Le inefficienze di un sistema troppo parcellizzato
La legge sulla concorrenza sembra porre le basi per una seria riflessione sulle caratteristiche che dovranno assumere le forme di previdenza complementare. Un tavolo di consultazione con le parti sociali, la Covip e gli esperti di settore dovrà interrogarsi su una serie di punti che finora hanno rappresentato un limite allo sviluppo della previdenza complementare. Si dovrà mettere mano alla revisione dei requisiti per l'esercizio dell'attività dei fondi pensione, con particolare riferimento all'onorabilità e professionalità dei componenti degli organi collegiali, del responsabile della forma pensionistica complementare, nonché dei responsabili delle principali funzioni; si dovranno fissare soglie patrimoniali di rilevanza minima in funzione delle caratteristiche dimensionali dei patrimoni gestiti, dei settori di appartenenza, della natura delle imprese interessate, delle categorie dei lavoratori interessati nonché dei regimi gestionali; si dovranno individuare procedure di aggregazione finalizzate ad aumentare il livello medio delle consistenze e ridurre i costi di gestione e i rischi; infine si dovranno attivare forme di informazione finanziaria. Tutti temi - dalla governance alla gestione del rischio - che peraltro sono ricompresi nella seconda direttiva sui fondi pensione emanata alla fine dello scorso anno.
Due punti appaiono però determinanti. Il primo è l'assetto dimensionale. In Italia abbiamo, sulla base dei dati Covip, 452 fondi pensione, con circa 7,4 milioni di iscritti (esclusi altre 400mila persone nei “vecchi” Pip, le forme pensionistiche individuali). Decisamente troppi. I fondi troppo piccoli difficilmente possono garantire ai loro iscritti servizi sofisticati a costi ragionevoli. Basti pensare agli aspetti connessi con gli investimenti in titoli alternativi o illiquidi, quasi sempre necessari ormai in una appropriata strategia di investimento, che necessitano però di una governance ben strutturata, talvolta non facile da trovare neanche tra i fondi pensione di dimensioni più grandi.

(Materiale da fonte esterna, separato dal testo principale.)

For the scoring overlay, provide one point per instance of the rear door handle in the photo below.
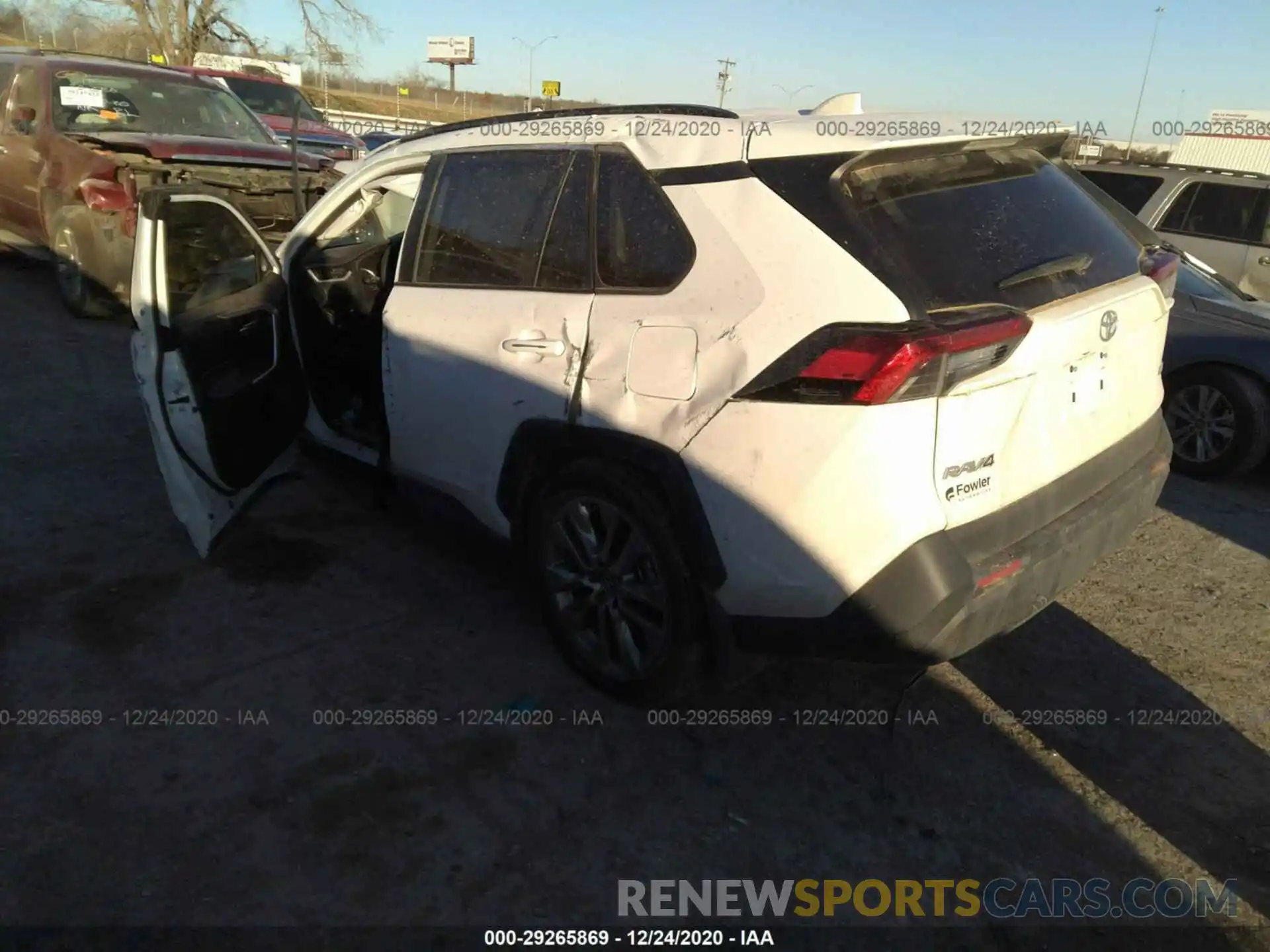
(535, 343)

Il secondo punto è rappresentato dall'adeguatezza della prestazione. Nei fondi pensione a contribuzione definita come i nostri è chiara l'entità della contribuzione, non quella della prestazione finale. Il rischio che al pensionamento non si sia maturata una prestazione adeguata risulta essere sempre più presente. I responsabili dei fondi pensione, dalla definizione delle strategie di investimento, dovrebbero porsi come obiettivo quello di garantire alla cessazione dal servizio un determinato livello di prestazione e monitorarne nel tempo l'effettivo raggiungimento.